Come and meet a grandfather, Oupa, and his delightful grandson, Boba, as they share their love for each other and hopes for the future in the world premiere play "The Shadow of the Hummingbird" by famed South African playwright Athol Fugard on Stage II of New Haven's Long Wharf Theatre until Sunday, April 27. This is but the newest in Athol Fugard's stable of almost three dozen works. Not only has he written it, but he also stars as Oupa, after an absence from the stage for over a decade and a half.
Eugene Lee's inviting study set welcomes us to "The Shadow of the Hummingbird," as a virtual tribute to the art work of ornithologist John James Audubon, a man obsessed with faithfully creating painted portraits of these feathered beauties. An aging Oupa has always loved these flying creatures and, in fact, has recorded his impressions and sightings of them and of life in general in dozens of notebooks he has penned over his lifetime.
This gentle and philosophical play opens with his searching for a particular passage, to a reference to a hummingbird's elusive shadow as it flits, reflceting against his study's back wall. This introductory scene has been written by Paula Fourie from Athol Fugard's actual unpublished notebooks.
Ou[a's precocious grandson Boba bursts into the quiet room, with imaginary sword posed to strike, as the pair playact slaying imaginary dragons and monsters. Their special loving bond is evident in their words and actions as they meet in secret. Oupa's son and Boba's father, one and the same man, has forbidden their relationship but they are willing to risk his ire. Gordon Edelstein directs this poignant moment in time with the love and caring it deserves.
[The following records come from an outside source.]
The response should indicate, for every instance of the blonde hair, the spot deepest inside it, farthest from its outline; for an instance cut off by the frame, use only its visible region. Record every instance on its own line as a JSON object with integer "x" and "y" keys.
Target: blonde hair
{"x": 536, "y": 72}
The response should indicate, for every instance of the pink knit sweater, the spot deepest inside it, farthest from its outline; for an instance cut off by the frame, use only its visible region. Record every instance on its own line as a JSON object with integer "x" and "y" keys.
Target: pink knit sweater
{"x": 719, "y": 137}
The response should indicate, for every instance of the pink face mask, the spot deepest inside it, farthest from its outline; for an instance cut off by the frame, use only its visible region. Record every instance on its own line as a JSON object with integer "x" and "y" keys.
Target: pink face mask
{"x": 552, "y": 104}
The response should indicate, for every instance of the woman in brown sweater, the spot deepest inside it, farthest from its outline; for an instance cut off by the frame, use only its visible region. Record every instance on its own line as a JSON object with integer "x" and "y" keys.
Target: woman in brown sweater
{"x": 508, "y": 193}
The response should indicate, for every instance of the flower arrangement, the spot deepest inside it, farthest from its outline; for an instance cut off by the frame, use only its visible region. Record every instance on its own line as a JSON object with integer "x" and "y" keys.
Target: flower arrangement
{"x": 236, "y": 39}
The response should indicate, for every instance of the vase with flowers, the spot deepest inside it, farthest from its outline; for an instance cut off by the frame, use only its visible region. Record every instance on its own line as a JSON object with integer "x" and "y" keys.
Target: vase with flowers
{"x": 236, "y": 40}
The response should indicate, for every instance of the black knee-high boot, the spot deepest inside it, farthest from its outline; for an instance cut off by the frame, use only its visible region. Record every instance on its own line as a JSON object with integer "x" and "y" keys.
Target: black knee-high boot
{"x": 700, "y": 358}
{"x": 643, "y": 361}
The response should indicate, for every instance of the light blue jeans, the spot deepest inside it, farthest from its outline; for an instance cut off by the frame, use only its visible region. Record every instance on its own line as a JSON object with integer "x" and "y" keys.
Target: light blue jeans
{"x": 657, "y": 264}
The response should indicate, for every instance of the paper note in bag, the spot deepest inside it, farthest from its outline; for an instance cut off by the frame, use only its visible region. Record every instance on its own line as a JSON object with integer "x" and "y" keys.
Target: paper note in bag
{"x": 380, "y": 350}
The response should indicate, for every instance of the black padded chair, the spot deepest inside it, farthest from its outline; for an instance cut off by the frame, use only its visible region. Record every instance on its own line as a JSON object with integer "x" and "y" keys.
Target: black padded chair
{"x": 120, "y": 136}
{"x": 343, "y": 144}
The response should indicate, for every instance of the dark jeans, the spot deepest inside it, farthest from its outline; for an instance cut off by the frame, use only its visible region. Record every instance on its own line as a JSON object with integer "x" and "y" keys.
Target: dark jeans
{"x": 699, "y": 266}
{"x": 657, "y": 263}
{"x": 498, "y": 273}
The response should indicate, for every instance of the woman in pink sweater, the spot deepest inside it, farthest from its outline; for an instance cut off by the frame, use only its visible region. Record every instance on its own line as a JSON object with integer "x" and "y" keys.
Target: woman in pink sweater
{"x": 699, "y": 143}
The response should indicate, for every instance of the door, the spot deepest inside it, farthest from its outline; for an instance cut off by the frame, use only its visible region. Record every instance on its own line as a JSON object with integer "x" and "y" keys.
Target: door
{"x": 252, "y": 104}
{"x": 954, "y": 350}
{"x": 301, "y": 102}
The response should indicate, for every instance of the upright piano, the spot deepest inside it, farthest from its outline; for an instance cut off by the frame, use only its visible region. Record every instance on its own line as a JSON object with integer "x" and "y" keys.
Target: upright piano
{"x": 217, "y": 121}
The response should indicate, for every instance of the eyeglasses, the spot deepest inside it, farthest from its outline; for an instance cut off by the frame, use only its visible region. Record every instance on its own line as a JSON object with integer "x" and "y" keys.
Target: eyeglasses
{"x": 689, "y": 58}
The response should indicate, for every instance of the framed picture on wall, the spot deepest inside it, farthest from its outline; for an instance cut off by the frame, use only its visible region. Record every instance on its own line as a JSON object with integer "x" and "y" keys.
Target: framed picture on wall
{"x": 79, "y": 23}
This gentle interlude in time is 60 minutes, without an intermission.
For tickets ($40-70), call Long Wharf Theatre, 222 Sargent Drive, New Haven at 203-3787-4282 or online at www.longwharf.org. Performances are
Tuesday at 7 p.m., Wednesday at 2 p.m. and 7 p.m., Thursday at 8 p.m., Friday at 8 p.m., Saturday at 3 p.m. and 8 p.m. and Sunday at 2 p.m. and 7 p.m.
Come witness the energetic interactions of a master, Athol Fugard, as he gives life lessons on alternating performances to amazing twin fifth graders Aidan and Dermot McMillan from Middletown as Boba. Learn how to catch the hummingbird's fleeting shadow.